Второму мотострелковому батальону крупно повезло: у него было сразу два патриарха, две живые легенды – майор Масловский и капитан Ильин. Первый – комбат, второй – начальник штаба батальона.

Хороший тандем, хотя близкими друзьями они никогда не были, что, впрочем, и неудивительно: слишком уж разные, непохожие.
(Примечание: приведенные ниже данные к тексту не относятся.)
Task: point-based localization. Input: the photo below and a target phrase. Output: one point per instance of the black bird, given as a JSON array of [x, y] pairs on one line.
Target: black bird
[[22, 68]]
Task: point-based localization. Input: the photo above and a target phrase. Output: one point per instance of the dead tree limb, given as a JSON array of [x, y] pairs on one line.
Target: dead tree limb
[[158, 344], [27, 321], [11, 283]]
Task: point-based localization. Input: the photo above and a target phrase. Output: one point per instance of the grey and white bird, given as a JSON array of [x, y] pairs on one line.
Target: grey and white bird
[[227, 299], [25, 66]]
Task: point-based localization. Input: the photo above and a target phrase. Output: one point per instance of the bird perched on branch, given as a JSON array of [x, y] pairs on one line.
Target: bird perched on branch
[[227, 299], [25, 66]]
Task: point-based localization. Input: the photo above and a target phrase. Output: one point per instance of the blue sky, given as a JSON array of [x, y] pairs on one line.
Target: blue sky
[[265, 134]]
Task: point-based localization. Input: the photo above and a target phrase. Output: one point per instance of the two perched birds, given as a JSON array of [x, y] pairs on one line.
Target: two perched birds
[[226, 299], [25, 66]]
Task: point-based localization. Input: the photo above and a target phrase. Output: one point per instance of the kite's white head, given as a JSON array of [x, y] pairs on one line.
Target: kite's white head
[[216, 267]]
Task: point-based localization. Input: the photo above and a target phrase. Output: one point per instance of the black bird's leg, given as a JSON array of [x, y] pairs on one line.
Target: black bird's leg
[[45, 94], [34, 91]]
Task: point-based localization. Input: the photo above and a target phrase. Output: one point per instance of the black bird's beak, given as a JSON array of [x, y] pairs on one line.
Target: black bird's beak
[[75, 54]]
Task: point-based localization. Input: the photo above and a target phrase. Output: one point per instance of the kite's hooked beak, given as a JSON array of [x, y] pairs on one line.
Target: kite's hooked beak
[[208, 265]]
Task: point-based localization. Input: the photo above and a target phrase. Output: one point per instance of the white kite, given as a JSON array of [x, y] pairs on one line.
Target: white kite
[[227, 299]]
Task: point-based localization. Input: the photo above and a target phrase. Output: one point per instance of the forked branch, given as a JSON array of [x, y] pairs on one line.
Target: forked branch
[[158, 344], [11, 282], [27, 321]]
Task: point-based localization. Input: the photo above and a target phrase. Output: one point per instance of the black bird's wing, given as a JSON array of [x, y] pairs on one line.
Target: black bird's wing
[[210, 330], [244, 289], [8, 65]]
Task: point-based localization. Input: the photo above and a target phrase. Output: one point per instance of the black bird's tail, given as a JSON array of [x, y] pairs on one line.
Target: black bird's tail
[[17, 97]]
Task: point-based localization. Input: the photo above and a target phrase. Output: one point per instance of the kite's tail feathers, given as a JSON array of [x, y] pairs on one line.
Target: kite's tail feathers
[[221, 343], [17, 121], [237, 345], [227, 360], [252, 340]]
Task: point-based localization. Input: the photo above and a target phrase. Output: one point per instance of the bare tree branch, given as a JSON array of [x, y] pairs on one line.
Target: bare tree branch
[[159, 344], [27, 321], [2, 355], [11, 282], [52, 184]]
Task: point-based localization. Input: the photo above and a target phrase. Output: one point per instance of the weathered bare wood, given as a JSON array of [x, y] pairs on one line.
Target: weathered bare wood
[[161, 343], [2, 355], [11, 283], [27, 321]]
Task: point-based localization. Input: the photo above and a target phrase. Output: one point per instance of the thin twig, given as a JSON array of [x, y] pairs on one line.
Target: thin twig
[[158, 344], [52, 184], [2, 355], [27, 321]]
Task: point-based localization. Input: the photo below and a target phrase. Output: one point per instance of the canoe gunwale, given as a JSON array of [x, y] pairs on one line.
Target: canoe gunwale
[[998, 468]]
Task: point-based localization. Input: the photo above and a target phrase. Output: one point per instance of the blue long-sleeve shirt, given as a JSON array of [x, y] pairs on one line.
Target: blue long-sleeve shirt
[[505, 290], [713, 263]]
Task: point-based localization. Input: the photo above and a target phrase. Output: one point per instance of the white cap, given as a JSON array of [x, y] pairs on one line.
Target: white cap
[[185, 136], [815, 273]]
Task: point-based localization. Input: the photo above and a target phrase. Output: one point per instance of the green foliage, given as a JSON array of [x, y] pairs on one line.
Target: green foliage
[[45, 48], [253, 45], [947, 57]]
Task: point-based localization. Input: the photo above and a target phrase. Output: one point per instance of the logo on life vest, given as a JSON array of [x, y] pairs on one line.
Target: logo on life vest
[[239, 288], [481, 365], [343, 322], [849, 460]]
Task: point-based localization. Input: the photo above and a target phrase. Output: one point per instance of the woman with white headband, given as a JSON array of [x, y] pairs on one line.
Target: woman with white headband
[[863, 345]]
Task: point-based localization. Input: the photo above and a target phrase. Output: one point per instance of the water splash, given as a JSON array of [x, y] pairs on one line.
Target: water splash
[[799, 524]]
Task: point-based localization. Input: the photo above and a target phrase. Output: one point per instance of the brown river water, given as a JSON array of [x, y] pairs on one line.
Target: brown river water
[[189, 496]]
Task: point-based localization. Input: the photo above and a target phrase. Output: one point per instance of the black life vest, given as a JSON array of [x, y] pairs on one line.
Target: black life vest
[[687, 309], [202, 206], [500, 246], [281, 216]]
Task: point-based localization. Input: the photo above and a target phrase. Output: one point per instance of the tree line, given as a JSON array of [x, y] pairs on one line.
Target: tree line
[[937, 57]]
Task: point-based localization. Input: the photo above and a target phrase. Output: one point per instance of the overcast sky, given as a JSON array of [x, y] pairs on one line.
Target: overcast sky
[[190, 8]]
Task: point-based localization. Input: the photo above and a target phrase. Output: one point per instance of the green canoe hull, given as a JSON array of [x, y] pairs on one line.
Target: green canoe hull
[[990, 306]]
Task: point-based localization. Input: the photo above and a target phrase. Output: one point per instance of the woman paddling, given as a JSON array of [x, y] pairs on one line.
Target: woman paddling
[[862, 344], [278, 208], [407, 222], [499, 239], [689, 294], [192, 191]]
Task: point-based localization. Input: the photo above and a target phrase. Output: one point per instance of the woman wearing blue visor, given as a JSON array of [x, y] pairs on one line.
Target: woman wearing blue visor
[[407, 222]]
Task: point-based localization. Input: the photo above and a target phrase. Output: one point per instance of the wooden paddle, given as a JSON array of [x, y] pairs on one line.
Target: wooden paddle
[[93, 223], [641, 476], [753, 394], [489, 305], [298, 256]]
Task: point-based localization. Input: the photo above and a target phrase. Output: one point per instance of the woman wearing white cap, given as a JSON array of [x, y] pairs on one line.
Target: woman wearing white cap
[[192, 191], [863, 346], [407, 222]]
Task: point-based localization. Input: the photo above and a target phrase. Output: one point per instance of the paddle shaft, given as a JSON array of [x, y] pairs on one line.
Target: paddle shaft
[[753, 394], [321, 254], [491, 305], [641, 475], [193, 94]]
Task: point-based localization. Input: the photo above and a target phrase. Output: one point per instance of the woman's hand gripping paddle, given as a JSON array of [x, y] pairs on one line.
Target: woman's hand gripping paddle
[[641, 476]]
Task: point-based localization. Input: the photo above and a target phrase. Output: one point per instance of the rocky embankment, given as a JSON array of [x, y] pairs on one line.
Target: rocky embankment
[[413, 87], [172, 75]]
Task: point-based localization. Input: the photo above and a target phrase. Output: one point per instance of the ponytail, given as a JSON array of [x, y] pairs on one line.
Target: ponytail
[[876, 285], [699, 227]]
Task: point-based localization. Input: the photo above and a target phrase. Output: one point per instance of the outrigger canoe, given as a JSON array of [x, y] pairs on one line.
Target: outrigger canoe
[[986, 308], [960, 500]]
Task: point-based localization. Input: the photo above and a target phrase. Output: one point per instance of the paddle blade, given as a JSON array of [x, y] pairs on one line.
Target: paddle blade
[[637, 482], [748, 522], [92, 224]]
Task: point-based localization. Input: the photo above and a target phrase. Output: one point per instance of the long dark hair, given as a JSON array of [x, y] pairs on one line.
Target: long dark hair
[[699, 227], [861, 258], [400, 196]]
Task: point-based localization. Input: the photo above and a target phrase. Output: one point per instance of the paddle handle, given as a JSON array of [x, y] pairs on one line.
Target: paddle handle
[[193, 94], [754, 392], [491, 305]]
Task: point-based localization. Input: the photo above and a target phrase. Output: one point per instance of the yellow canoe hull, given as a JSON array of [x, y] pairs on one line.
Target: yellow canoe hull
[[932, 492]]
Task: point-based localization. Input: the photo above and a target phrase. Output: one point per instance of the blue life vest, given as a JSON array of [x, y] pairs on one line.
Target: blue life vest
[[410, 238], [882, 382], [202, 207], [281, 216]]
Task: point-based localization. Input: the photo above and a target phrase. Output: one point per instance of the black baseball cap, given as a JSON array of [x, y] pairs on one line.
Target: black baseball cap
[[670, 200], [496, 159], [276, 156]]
Мирослав Бориславович Масловский был хрестоматийным примером «белокурой бестии» и в прямом, и в переносном смысле этого слова. Рост под метр девяносто, атлетическое сложение, блондин, красавец и неутомимый покоритель женских сердец, умен, бесстрашен и находчив. Прибыв в полк на должность начальника штаба батальона, он уже через несколько месяцев стал комбатом. Его блестящей афганской карьере, видимо, нет равных: за два с небольшим года три воинских звания – капитан, майор, подполковник; три должности – начштаба, командир батальона, замкомандира полка по боевой части; три боевые награды – медаль «За отвагу», ордена Красной Звезды и Боевого Красного Знамени. Плюс ко всему любовь и уважение личного состава. И ни одного ранения, ни одного взыскания. Между собой мы его называли Масол.